Prior to Spain, however, his 2007 record reads like the diary of a man tumbling in all the wrong directions at once. Three events played in the USA and one cut made. Five played in Europe and two cuts made. Highest finish 20th (in Dubai). By the time he exited Augusta early he had made £60,000 in prize-money for his year’s work. Not bad by mortal standards but take out the expenses involved and it doesn’t add up to enough to pay his annual cigar bill.
“No, you’re right enough there, “ he laughed when I pointed this out. “It’s a good job I’ve made a few bob out of years past isn’t it? I’ve found it very weird to find myself watching World Championship events instead of being there. I feel as though I’ve lost the key to a big door and I know I want to get back into that special place again.”

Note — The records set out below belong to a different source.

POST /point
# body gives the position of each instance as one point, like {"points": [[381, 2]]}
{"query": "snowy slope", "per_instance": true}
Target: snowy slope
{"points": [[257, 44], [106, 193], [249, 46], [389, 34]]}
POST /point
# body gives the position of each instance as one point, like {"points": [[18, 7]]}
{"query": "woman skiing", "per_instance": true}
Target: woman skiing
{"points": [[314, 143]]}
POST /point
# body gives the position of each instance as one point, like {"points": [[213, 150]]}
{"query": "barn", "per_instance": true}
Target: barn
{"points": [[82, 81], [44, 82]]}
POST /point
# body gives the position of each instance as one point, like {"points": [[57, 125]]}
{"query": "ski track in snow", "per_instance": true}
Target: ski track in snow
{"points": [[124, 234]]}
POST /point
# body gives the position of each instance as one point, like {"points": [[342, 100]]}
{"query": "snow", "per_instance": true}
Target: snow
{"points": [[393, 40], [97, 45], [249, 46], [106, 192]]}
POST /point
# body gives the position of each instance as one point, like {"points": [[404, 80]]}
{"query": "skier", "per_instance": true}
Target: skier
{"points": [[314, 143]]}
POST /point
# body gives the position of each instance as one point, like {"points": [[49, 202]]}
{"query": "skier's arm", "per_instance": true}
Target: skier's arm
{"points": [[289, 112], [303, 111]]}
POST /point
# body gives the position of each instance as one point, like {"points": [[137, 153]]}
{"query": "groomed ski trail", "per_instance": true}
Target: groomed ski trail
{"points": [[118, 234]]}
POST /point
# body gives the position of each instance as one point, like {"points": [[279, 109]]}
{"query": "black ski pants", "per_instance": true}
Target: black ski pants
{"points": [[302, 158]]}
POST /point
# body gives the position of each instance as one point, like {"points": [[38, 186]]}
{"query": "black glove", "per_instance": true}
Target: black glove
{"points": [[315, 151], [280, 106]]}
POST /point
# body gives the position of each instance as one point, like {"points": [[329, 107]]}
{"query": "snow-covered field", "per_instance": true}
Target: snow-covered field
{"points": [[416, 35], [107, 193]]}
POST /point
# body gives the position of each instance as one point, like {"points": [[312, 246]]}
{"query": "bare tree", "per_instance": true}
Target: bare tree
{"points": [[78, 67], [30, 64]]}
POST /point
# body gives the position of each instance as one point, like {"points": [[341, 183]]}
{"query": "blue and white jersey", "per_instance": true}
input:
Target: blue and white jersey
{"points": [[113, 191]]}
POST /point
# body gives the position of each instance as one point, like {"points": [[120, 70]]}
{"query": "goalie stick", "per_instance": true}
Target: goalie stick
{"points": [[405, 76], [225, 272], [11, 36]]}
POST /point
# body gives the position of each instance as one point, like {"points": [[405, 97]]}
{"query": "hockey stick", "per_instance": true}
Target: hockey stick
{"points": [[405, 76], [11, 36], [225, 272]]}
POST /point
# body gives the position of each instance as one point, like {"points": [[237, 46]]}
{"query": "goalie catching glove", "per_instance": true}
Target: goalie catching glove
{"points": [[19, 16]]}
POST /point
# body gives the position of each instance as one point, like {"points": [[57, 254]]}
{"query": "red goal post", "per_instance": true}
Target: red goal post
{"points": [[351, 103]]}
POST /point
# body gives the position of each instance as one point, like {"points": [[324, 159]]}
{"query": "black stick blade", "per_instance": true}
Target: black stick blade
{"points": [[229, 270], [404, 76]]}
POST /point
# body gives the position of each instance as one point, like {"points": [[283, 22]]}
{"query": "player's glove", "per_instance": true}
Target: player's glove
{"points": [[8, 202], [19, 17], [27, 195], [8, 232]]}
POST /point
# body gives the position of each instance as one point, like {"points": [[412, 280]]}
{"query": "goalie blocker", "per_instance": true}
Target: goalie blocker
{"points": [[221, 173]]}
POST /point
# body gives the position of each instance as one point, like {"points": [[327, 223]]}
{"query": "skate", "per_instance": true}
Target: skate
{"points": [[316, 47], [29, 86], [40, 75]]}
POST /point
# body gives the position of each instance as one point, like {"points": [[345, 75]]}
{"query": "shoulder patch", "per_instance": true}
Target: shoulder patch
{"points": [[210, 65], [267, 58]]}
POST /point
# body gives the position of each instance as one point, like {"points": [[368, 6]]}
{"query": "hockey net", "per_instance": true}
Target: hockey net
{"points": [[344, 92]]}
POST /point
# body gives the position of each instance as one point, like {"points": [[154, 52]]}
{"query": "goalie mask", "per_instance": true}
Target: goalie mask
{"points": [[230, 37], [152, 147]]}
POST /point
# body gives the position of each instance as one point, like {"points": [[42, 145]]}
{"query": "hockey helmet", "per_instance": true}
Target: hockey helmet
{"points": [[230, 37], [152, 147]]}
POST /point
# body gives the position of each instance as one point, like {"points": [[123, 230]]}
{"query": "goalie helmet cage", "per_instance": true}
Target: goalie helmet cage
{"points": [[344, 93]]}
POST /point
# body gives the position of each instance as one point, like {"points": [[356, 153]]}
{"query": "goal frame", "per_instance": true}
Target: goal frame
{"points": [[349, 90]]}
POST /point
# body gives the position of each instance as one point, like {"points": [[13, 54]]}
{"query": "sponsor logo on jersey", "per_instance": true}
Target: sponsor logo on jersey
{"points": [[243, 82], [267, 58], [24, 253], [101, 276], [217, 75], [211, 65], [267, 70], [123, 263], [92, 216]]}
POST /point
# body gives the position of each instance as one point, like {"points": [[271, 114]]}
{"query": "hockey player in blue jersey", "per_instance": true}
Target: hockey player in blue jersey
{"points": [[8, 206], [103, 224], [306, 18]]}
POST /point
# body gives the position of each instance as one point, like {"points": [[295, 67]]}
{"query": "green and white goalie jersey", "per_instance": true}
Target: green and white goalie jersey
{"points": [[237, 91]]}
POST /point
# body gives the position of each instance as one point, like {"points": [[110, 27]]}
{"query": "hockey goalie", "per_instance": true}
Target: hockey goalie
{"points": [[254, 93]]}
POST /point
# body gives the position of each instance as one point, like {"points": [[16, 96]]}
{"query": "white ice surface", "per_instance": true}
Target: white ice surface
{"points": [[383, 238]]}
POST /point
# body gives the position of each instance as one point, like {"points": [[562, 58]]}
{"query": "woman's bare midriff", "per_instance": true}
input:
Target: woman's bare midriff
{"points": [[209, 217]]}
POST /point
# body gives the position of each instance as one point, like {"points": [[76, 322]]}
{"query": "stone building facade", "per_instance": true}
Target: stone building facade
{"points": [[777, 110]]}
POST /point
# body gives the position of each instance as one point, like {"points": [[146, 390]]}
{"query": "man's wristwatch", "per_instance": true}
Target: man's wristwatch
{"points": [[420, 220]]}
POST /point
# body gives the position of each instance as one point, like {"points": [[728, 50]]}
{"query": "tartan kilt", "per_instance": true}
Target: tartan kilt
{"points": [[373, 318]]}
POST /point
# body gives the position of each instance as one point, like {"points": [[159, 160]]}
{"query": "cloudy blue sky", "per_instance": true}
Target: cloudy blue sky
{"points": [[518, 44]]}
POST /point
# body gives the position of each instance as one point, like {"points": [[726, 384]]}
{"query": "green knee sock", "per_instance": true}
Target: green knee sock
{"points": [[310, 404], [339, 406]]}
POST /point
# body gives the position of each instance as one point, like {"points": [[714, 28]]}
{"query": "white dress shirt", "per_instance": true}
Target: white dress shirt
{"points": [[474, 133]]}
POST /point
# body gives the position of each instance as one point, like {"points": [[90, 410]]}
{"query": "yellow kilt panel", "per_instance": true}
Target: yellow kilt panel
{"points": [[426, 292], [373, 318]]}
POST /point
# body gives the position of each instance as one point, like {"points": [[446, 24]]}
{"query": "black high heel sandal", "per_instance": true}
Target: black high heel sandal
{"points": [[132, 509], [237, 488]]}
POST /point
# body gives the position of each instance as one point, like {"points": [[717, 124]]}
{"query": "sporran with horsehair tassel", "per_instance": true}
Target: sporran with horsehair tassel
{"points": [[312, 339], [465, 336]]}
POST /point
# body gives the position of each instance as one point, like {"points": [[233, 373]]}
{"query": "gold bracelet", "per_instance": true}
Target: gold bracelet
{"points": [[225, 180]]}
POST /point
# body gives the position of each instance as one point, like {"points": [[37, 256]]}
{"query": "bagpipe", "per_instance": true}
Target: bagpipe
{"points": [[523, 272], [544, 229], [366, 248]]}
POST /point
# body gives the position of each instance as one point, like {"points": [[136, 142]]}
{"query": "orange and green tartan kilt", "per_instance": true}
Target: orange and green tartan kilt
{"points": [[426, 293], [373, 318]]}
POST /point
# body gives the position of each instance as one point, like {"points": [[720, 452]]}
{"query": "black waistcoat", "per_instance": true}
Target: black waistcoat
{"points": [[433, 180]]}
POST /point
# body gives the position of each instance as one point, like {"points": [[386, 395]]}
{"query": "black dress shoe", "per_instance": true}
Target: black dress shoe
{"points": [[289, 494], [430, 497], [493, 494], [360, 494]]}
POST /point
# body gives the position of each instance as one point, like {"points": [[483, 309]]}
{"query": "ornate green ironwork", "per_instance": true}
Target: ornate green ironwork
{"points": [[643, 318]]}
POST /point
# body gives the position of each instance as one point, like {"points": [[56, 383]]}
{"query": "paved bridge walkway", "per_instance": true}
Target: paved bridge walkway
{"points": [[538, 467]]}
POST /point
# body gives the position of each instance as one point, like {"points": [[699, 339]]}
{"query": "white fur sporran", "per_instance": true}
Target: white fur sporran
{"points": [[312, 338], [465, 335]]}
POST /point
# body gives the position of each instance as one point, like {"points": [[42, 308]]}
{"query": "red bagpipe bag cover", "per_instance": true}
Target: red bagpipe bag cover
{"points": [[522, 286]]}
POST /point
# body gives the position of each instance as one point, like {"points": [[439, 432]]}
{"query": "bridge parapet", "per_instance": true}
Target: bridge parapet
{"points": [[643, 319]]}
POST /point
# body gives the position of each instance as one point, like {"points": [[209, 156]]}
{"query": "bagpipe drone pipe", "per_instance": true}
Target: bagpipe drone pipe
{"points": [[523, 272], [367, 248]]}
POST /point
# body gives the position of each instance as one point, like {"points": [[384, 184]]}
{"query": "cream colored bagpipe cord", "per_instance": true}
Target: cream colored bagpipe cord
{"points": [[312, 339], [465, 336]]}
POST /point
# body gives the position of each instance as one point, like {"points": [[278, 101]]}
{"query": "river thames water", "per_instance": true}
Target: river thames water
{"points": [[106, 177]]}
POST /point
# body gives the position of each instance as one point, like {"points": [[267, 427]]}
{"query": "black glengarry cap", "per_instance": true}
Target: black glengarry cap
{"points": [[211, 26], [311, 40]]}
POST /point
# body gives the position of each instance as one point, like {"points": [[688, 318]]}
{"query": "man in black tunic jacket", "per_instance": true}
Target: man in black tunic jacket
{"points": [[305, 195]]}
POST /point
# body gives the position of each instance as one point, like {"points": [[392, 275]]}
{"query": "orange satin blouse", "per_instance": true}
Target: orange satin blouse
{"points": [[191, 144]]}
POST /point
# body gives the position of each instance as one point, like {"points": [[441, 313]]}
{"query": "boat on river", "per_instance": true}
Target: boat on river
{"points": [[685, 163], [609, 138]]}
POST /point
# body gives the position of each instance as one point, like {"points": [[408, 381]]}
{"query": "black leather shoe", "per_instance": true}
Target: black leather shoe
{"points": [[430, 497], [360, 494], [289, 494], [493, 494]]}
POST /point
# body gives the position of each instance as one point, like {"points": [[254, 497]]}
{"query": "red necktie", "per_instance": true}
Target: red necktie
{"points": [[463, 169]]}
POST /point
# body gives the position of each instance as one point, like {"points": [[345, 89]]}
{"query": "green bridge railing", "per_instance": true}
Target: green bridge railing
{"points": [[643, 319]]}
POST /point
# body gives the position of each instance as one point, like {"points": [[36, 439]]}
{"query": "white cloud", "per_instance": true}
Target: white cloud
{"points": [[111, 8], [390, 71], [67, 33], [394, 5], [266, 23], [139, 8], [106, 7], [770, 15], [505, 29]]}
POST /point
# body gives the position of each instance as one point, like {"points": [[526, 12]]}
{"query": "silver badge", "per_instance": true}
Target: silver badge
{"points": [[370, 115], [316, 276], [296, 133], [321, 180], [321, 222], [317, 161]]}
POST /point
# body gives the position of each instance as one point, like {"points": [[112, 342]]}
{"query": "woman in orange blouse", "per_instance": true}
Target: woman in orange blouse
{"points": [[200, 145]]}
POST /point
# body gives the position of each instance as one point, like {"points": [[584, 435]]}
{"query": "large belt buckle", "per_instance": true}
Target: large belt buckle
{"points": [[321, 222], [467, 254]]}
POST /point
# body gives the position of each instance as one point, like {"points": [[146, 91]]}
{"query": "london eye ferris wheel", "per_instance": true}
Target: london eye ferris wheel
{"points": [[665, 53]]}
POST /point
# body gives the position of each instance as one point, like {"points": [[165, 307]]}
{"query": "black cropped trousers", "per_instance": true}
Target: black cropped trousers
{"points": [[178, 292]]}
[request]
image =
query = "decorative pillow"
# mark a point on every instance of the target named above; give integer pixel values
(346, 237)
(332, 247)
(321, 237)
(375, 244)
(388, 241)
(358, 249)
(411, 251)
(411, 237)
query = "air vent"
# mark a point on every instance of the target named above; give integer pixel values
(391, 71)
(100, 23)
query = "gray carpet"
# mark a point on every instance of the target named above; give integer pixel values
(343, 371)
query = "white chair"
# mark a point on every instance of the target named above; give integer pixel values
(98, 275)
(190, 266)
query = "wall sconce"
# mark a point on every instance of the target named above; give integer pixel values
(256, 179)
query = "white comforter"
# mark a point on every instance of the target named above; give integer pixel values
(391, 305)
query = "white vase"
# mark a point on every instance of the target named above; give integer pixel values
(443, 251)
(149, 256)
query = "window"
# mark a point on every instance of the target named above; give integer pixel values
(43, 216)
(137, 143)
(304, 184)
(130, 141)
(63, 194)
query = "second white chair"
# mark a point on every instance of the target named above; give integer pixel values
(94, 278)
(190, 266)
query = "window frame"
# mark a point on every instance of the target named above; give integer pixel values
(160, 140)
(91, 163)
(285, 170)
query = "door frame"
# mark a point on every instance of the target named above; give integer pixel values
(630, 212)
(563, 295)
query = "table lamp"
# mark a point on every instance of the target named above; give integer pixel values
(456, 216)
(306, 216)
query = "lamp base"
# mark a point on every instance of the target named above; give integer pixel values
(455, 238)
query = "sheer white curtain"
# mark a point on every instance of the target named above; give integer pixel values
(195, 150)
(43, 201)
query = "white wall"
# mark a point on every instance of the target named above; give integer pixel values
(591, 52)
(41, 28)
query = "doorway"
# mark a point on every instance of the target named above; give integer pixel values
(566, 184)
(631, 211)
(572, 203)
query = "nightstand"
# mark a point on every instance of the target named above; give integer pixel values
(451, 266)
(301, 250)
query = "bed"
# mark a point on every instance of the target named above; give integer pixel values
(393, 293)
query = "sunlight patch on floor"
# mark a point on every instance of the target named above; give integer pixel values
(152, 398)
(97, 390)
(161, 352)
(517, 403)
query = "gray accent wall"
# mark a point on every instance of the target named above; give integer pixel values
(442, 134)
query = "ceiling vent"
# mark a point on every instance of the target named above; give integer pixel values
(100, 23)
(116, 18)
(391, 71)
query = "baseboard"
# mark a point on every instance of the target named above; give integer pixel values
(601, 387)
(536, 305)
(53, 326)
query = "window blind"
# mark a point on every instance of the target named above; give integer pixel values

There is, of course, at least a small chance that what Darren has been through over the last few years may yet work in his favour as a competitor. Either that or it will break him. My own suspicion is that a head that too often was filled with harsh self-criticism may
now be freed up to allow a prodigious natural talent to blossom fully.
Too often in the past he has got down on himself when everything was not fluttering perfectly around him. Now, if he knows nothing else, he knows that all this golf stuff does not matter much of a damn, that there are indeed many more important things in this life as he approaches his 39th birthday.
This may be a crucial move. Certainly he offers a hint that he has moved in exactly the right direction when he says: “I am trying very, very hard not to be too hard on myself. But, you know me, I find it hard.”
This wonderful piece of Irish whimsy is delivered with a throaty giggle that is good to hear. Seizing the moment, I decided to slip in the big question.
Where the hell did he get that suit he wore on the BBC Sports Personality Of The Year show? It was appalling, the sort of shiny thing even Shane Fenton and The Fentones might have rejected years ago.
He paused before answering and then gave it to me straight…”Och now, be fair that was a great suit. All I will admit is that the one I later saw me wearing on television didn’t bear much resemblance to the one I thought I was wearing when I left the hotel for the show that evening.”